Conheça a RoboCup 2014!

Referência nacional e internacional em robótica, o Centro Universitário da FEI organiza, em parceria com a Unesp e o Governo do Estado da Paraíba, a RoboCup 2014. A robótica resulta da combinação da Engenharia Mecânica com Engenharia Elétrica e Ciência da Computação, algumas das principais áreas de estudos e pesquisas da Instituição . O principal evento de robótica do mundo, realizado pela primeira vez no Brasil, terá a participação da FEI na competição de futebol de robôs, em duas categorias, small size e humanoide kid.

Segundo o prof. Reinaldo Bianchi, de Engenharia Elétrica da FEI e coordenador do simpósio da RoboCup 2014, “esse é um grande evento científico, em que estudantes, pesquisadores e especialistas têm uma oportunidade de compartilhar informações. As competições são importantes, mas ganha quem aprende mais. O objetivo principal é a pesquisa, tanto que, após as competições, os desenhos dos projetos ficam disponíveis para todos – há uma grande transferência de conhecimento”.

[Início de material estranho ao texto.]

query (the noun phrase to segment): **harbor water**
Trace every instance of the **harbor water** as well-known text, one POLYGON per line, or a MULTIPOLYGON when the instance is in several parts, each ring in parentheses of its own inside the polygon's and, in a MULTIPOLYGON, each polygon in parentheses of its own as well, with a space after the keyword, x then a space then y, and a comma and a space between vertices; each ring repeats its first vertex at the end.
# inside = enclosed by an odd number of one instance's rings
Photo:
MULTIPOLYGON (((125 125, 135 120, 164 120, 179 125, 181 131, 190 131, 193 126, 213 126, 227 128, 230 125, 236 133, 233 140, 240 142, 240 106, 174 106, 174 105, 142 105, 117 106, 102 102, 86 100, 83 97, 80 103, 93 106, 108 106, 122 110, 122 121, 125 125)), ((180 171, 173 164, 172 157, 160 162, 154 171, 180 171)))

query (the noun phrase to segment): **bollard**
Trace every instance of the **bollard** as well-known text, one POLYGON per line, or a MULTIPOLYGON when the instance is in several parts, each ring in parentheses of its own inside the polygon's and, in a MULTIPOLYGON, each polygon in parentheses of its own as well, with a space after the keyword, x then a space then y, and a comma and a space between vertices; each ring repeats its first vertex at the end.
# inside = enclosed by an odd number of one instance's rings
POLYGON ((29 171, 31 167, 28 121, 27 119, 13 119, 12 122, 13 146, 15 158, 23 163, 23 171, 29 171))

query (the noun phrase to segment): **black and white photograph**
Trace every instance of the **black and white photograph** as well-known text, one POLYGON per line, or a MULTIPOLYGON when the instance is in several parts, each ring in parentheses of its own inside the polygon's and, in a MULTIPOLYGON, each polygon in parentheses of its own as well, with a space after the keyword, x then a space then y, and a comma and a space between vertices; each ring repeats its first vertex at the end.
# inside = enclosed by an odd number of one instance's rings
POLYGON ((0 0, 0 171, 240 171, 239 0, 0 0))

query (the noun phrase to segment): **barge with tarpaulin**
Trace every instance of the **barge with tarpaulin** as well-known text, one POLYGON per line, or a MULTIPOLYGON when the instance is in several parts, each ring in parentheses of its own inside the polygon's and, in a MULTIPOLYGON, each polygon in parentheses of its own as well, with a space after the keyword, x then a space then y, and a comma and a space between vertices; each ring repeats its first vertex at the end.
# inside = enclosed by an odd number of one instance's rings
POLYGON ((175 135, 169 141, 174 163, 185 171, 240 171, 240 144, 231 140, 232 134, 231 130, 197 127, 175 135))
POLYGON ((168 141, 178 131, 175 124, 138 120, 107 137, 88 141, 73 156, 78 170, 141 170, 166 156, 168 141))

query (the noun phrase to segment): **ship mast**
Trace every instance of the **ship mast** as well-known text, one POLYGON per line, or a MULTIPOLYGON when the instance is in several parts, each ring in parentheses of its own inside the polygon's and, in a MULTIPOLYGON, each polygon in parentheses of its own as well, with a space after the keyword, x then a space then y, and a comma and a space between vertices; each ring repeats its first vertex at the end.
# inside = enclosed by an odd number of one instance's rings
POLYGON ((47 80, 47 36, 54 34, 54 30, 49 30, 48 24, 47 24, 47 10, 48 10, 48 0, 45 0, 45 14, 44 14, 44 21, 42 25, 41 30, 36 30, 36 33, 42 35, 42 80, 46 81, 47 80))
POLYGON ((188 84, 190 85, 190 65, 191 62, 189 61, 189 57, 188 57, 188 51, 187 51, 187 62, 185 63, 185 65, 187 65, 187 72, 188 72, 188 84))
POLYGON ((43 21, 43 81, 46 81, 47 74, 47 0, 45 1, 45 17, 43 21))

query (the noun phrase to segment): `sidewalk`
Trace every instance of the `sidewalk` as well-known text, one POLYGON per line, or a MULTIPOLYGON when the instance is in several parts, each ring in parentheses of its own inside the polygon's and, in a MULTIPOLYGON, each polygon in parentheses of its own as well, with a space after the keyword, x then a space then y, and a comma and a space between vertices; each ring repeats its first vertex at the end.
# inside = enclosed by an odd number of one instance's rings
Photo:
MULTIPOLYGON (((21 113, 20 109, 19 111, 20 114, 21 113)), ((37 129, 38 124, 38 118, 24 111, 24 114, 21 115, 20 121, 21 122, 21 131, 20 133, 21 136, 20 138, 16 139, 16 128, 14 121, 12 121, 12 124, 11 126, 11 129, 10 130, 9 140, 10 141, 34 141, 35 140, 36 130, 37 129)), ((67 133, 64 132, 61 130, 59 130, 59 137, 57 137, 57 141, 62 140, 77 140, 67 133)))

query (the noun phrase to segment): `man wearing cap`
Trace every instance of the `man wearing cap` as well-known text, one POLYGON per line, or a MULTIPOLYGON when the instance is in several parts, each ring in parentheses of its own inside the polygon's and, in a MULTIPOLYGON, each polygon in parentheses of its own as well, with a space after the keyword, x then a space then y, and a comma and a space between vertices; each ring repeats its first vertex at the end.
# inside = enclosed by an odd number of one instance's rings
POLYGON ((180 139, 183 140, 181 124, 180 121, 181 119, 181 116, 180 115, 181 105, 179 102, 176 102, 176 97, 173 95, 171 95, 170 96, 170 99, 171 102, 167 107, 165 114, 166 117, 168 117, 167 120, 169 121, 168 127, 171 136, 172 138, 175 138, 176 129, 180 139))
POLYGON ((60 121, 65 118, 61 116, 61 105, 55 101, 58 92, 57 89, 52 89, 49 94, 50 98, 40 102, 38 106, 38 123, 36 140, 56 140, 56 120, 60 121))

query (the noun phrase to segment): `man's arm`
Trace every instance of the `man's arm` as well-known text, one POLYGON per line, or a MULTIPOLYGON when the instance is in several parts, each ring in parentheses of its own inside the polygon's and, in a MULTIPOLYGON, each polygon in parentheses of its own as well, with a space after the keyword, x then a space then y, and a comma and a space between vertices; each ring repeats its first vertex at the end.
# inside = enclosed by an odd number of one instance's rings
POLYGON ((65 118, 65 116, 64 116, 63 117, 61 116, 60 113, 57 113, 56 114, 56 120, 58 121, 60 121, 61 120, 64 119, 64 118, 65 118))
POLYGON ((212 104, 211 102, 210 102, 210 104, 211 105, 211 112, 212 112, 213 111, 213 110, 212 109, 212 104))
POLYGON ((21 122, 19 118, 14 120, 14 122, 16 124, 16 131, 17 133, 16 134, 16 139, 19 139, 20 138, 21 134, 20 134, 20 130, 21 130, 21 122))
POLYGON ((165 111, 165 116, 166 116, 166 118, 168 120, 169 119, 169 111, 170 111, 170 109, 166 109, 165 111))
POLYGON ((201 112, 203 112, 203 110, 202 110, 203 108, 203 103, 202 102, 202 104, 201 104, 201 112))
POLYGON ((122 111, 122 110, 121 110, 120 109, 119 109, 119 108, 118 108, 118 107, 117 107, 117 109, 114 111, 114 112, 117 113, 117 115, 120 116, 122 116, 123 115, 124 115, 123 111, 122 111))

Palestras – Um dos principais destaques da programação do simpósio da RoboCup é a apresentação de Rodney Brooks, criador do aspirador de pó Roomba, robô doméstico de maior sucesso comercial no mundo. Brooks é ex-diretor do Laboratório de Inteligência Artificial e Ciência da Computação do MIT – Massachussets Institute of Technology e fundador da iRobot. Em sua palestra, Brooks abordará a inserção de robôs no ambiente de trabalho.

Futebol de robôs – Desenvolvidos por alunos de graduação, mestrado e doutorado da FEI, os robôs que participarão da RoboCup 2014 tem peças plásticas fabricadas na própria Instituição, com uso de uma impressora 3D, e aplicação e conceitos de inteligência artificial. Os robôs possuem controle mecânico, se localizam por meio de câmeras, e são programados para tomar decisões de forma autônoma. “Utilizamos o raciocínio baseado em casos e o reforço positivo ou negativo, para que os robôs façam as jogadas”, explica o prof. Bianchi. Quatrocentas equipes, de 45 países, estarão presentes na competição que se divide em quatro áreas: RoboCup Soccer, RoboCup Rescue, RoboCup Home e RoboCup Junior.

Olimpíada Brasileira de Robótica – No dia 9 de agosto, a FEI sediará a etapa estadual – SP da Olimpíada Brasileira de Robótica, voltada a estudantes de ensino médio e fundamental. As equipes classificadas disputarão a etapa nacional, em outubro, e podem garantir a participação na RoboCup 2015, na categoria RoboCup Junior.